Фаворский свет - явление в своем роде замечательное. Про него вспоминали тогда, когда пробовали дать новое истолкование некоторым темным места Ветхого завета, и тогда, когда пытались протолкнуть в догматику церкви еретические положения гностицизма. Например, с помощью фаворского света пытались объяснить библейскую картину сотворения мира, в которой описан некий “свет”, освещавший вселенную до сотворения солнца и луны, т.е. что этот, сотворенный в первый же день вселенной свет был фаворским (более правдоподобное истолкование этого феномена см. Афанасьев А., “Мифология катастроф”). К Преображению на горе Фавор отсылал своих оппонентов Григорий Палама, когда говорил о некой четвертой ипостаси, посредничающей между Богом и миром, и для которой, по мнению Паламы, более всего прилично наименование “энергии”.

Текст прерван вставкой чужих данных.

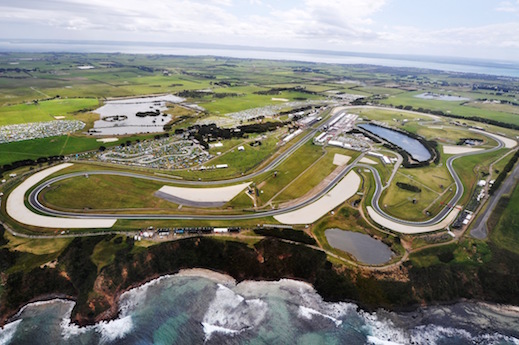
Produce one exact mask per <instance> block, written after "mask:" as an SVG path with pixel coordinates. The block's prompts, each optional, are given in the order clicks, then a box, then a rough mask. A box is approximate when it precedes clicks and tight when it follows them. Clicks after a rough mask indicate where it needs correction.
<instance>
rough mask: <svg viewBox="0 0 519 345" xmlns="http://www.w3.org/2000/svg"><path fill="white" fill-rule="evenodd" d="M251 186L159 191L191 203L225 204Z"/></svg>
mask: <svg viewBox="0 0 519 345" xmlns="http://www.w3.org/2000/svg"><path fill="white" fill-rule="evenodd" d="M249 184H250V182H246V183H242V184H238V185H234V186H228V187H217V188H185V187H173V186H163V187H162V188H161V189H159V192H162V193H165V194H168V195H171V196H174V197H176V198H179V199H183V200H188V201H191V202H202V203H207V202H213V203H225V202H228V201H231V200H232V199H233V198H234V197H235V196H236V195H238V194H239V193H240V192H241V191H242V190H244V189H245V188H247V186H248V185H249Z"/></svg>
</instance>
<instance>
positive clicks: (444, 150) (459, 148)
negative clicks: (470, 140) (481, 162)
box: [443, 145, 482, 155]
mask: <svg viewBox="0 0 519 345" xmlns="http://www.w3.org/2000/svg"><path fill="white" fill-rule="evenodd" d="M481 150H482V149H479V148H476V147H467V146H459V145H443V153H445V154H446V155H457V154H460V153H469V152H475V151H481Z"/></svg>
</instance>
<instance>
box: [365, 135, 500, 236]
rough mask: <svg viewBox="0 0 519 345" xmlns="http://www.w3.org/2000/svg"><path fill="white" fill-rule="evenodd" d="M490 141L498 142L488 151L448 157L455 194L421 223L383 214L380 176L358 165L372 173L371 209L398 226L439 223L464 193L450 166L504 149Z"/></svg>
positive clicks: (460, 183) (375, 170)
mask: <svg viewBox="0 0 519 345" xmlns="http://www.w3.org/2000/svg"><path fill="white" fill-rule="evenodd" d="M492 139H494V140H496V141H497V142H498V145H497V146H495V147H493V148H490V149H488V150H484V151H474V152H468V153H462V154H458V155H455V156H452V157H449V159H447V162H446V165H447V169H448V170H449V173H450V174H451V176H452V178H453V179H454V183H455V184H456V193H455V194H454V196H453V197H452V199H451V200H450V201H449V203H448V205H446V206H445V207H444V208H443V209H442V210H441V211H440V212H439V213H438V214H437V215H436V216H434V217H433V218H431V219H429V220H426V221H422V222H413V221H407V220H404V219H399V218H396V217H393V216H391V215H389V214H387V213H386V212H384V210H382V209H381V208H380V203H379V201H380V196H381V194H382V190H383V187H382V182H381V180H380V175H379V174H378V172H377V170H376V169H375V168H373V167H372V166H368V165H361V164H359V166H362V167H363V168H366V169H369V170H370V171H371V172H372V173H373V176H374V177H375V184H376V186H375V193H374V195H373V199H372V205H371V207H373V209H374V210H375V211H376V212H377V213H378V214H380V215H381V216H383V217H385V218H386V219H390V220H392V221H394V222H397V223H400V224H405V225H412V226H417V227H420V226H430V225H434V224H437V223H439V222H440V221H441V220H442V219H443V218H445V217H446V216H447V215H448V214H449V212H450V211H451V209H452V208H453V207H455V206H456V205H457V203H458V201H459V200H460V199H461V197H462V196H463V192H464V187H463V183H462V181H461V179H460V178H459V176H458V174H457V173H456V171H455V170H454V168H453V166H452V164H453V162H454V161H455V160H456V159H458V158H461V157H466V156H471V155H475V154H482V153H488V152H494V151H497V150H499V149H501V148H503V147H504V143H503V142H502V141H500V140H498V139H496V138H494V137H492ZM449 205H450V206H449Z"/></svg>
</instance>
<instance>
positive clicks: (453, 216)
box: [366, 206, 460, 234]
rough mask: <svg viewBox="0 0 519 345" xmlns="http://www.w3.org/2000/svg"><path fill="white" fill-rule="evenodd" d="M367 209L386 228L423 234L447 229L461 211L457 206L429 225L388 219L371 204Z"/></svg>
mask: <svg viewBox="0 0 519 345" xmlns="http://www.w3.org/2000/svg"><path fill="white" fill-rule="evenodd" d="M366 209H367V210H368V214H369V216H370V217H371V219H373V220H374V221H375V222H376V223H378V224H380V225H382V226H383V227H385V228H388V229H391V230H393V231H396V232H400V233H402V234H421V233H424V232H432V231H436V230H441V229H445V228H446V227H447V226H449V224H450V223H452V222H453V221H454V219H456V217H457V216H458V213H459V212H460V210H459V207H458V206H456V207H454V208H453V209H452V211H451V212H450V213H449V214H448V215H447V217H445V218H443V220H442V221H441V222H439V223H437V224H434V225H429V226H413V225H405V224H400V223H397V222H394V221H392V220H390V219H386V218H384V217H382V216H381V215H380V214H378V213H377V212H375V210H374V209H373V208H372V207H371V206H368V207H366Z"/></svg>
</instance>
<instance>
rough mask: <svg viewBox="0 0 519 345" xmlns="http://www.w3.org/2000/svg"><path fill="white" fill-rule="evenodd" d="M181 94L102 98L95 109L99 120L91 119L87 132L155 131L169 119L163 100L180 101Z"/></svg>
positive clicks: (115, 133) (169, 115) (167, 102)
mask: <svg viewBox="0 0 519 345" xmlns="http://www.w3.org/2000/svg"><path fill="white" fill-rule="evenodd" d="M182 101H184V99H183V98H180V97H177V96H173V95H165V96H155V97H141V98H128V99H120V100H113V101H108V102H106V103H105V104H104V105H103V106H102V107H100V108H98V109H97V110H95V111H94V112H95V113H98V114H99V115H100V120H97V121H95V122H94V128H93V130H91V131H90V132H91V133H92V134H95V135H124V134H136V133H159V132H163V131H164V125H165V124H167V123H168V122H170V121H171V119H172V117H171V115H168V114H164V113H162V112H163V111H165V110H167V107H166V103H168V102H169V103H180V102H182Z"/></svg>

Представление о божественном свете, как о свете чувственном, но только очень сильном, превосходящим силу света солнца и луны, присущ был не одним евангелистам. В апокрифическом “Слове об Адаме и исповедании Евином” Ева спрашивает сына: " Посмотри дитя мое, Сиф! Кто эти два эфиопа, стоящие на молитве за отца твоего?” Сиф сказал, что это солнце и луна, которые с ангелами сошлись помолиться за Адама; только их свет помрачился перед светом всего.” Итак, в “Слове об Адаме” даже солнце и луна чернеют пред божественным светом, потому что для автора апокрифа, как и для евангелистов, свет Божества остается зримым светом.
Кроме зримого знака сопричастия Божеству, свет в Писании имеет еще множество переносных значений, он - образ веры, мудрости, истинного знания и духовной силы. Свет - образ Христа, “Аз есмь свет миру” ,- говорил Он (Ио. 8,12). Свет - наиглавнейший божественный атрибут, но как художнику, лишенному флуоресцентных красок, передать его?
Впрочем, в иконописи использовался один материал, отчасти напоминающий фосфоресцирующую краску. Это - золото. Конечно, само по себе золото светиться не в состоянии, но, обладая свойством отражать свет, оно в известной мере способно было заменить флуоресцентную краску. “Золото есть символ пресветлого Божества, как бы намастившего святое тело и неизреченно вложившего в него свою собственную светлость и нетление,” - писал Кирилл Александрийский, отмечая в символике золота сразу два смысла: светлость и нетление. В последнем пункте с ним был полностью согласен Климент Александрийский, он отмечал:” Золотом означается тот же неизменяемый бессмертный Логос, ибо золото действию ржавчины не поддается”.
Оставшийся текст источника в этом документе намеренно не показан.